Eclodi, senti o ar pela primeira vez. Queimou a garganta, mas manteve-me vivo. O choro foi o sinal de que uma nova história de um livro estava por vir. O último laço físico materno foi cortado e ali foi dada a largada para alçar meu vôo (quase) solo.
Falsa expectativa, meu pobre corpo era pequeno, frágil demais. Minha pobre estrutura óssea não suportaria o primeiro solavanco e minha garganta mal saíam ruídos. Tive que adiar o alvorecer por algum tempo, enquanto recebia o líquido nutritivo do seio materno.

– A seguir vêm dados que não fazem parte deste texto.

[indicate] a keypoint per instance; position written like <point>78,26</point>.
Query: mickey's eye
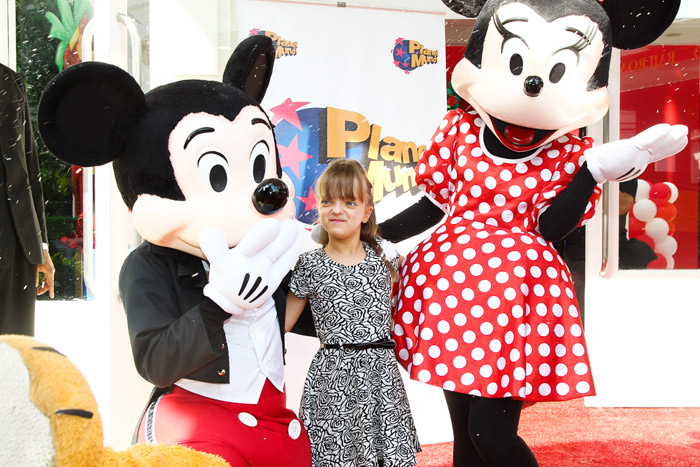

O tempo veio passando e a tal “consciência” chegou e me fez homem ainda quando tinha metade do tamanho de um. Pequeno, aprendi a criticar e choquei quem estava por perto. Queria ser adulto antes do tempo, fui reprimido por todo e qualquer um.
Mas nada com o cair da areia das ampulhetas para resolver certas coisas. Na flor da adolescência os hormônios vieram fortíssimos, juntamente com mais maturidade. Tudo misturado tornou-me inconstante, postura variante, cérebro confuso. Nada demais.
Experiências vivenciadas, refletidas em impulsos nervosos que causaram sensações de raiva, felicidade, choro, depressão, timidez... Coisas que devemos sentir pra saber o que é bom e ruim e que o ruim impulsiona o crescimento.
Vários tapas no rosto recebi de tudo e de todos, ou seja, a vida propriamente dita. Apanhei e dei a outra face em seguida. Aprendi a ser surrado para surrar o que me impede de crescer. A eclosão do nascimento ventral não poderia parar por ali.
Do teutônico vem meu nome e significa “Protetor”, mas de que vale proteger os outros e não proteger a si mesmo? O ego é inflado sim, sem medo de assumir. Mas também é receptivo com aquele que quiser caminha junto.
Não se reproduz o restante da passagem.